On April 9, 2026, the daily transaction value on China's Cross-Border Interbank Payment System (CIPS) reached a record 1.22 trillion yuan. This wasn't a one-off event; the daily average for March had already jumped by over 48% compared to February. The primary catalyst for this sudden increase appears to be the geopolitical instability stemming from the war in the Middle East, which began in late February.
Let's trace the causal chain. First, the outbreak of war involving Iran immediately raised concerns about the risks associated with the dominant US dollar and SWIFT payment network. Any country involved in a conflict could face sanctions, effectively cutting them off from global trade. This reminded many nations of the need for alternative payment channels.
Second, the conflict led to severe disruptions in the Strait of Hormuz, a critical chokepoint for global oil supplies. This physical risk, combined with soaring oil prices and insurance costs, created a powerful incentive for countries, especially those trading energy with China, to find more stable and predictable payment methods. The yuan, supported by China's own payment infrastructure, emerged as a viable alternative.
This is where China's long-term preparations came into play. For years, China has been steadily building up its financial infrastructure, including CIPS, extensive currency swap lines with various central banks, and the experimental mBridge project for wholesale digital currency payments. When the geopolitical shock created a sudden demand for a non-dollar payment route, this pre-existing infrastructure was ready to absorb the traffic.
However, it's crucial to maintain perspective. While the growth is notable, the 'wall' of dollar dominance is still immense. CIPS's record-breaking day of about $178 billion is still less than 9% of the daily average of CHIPS, the main US system for large-value dollar payments. The yuan's share in global payments via SWIFT also remains in the low single digits. The dollar's deep, liquid asset markets and the network effects of its incumbency are advantages that won't disappear overnight.

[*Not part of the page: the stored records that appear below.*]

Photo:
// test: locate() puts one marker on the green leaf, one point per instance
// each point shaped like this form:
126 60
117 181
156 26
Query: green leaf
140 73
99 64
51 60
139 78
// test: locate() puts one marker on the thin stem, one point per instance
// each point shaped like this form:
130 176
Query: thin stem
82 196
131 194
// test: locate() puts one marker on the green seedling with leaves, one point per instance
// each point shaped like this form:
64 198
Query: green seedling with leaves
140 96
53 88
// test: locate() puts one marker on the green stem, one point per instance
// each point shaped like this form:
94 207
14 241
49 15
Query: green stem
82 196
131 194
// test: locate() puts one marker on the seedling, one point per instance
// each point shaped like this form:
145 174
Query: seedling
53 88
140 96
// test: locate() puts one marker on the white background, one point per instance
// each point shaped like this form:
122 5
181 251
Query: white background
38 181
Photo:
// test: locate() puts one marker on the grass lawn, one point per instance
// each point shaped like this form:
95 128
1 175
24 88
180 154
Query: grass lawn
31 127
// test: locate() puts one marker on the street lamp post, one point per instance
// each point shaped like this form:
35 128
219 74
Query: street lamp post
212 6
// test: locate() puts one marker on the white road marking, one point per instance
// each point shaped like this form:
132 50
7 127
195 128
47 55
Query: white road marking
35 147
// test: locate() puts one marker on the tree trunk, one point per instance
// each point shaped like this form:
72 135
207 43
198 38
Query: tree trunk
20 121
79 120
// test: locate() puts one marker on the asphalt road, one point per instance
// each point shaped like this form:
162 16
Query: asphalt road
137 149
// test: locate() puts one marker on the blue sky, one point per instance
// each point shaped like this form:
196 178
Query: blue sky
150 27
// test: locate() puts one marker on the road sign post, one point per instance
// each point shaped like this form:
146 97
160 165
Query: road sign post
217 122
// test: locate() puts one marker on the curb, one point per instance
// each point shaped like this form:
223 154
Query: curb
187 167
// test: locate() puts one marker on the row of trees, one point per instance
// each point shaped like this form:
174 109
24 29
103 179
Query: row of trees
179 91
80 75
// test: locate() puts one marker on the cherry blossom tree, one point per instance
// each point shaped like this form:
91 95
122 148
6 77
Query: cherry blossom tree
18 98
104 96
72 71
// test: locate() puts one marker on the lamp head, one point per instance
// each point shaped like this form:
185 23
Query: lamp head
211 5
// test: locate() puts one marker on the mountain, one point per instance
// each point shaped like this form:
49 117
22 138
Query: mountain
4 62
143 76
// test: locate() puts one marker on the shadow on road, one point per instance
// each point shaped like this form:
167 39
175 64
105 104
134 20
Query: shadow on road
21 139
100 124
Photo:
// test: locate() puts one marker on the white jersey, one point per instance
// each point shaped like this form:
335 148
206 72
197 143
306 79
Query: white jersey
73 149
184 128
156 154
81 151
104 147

- CIPS (Cross-Border Interbank Payment System): A Chinese payment system that offers clearing and settlement services for its participants in cross-border yuan payments and trade.
- SWIFT (Society for Worldwide Interbank Financial Telecommunication): A global messaging network that financial institutions use to securely transmit information and instructions, such as money transfer orders.
- Currency Swap: An agreement between two central banks to exchange their respective currencies. It allows a central bank to obtain foreign currency from the partner central bank to provide liquidity to its domestic commercial banks.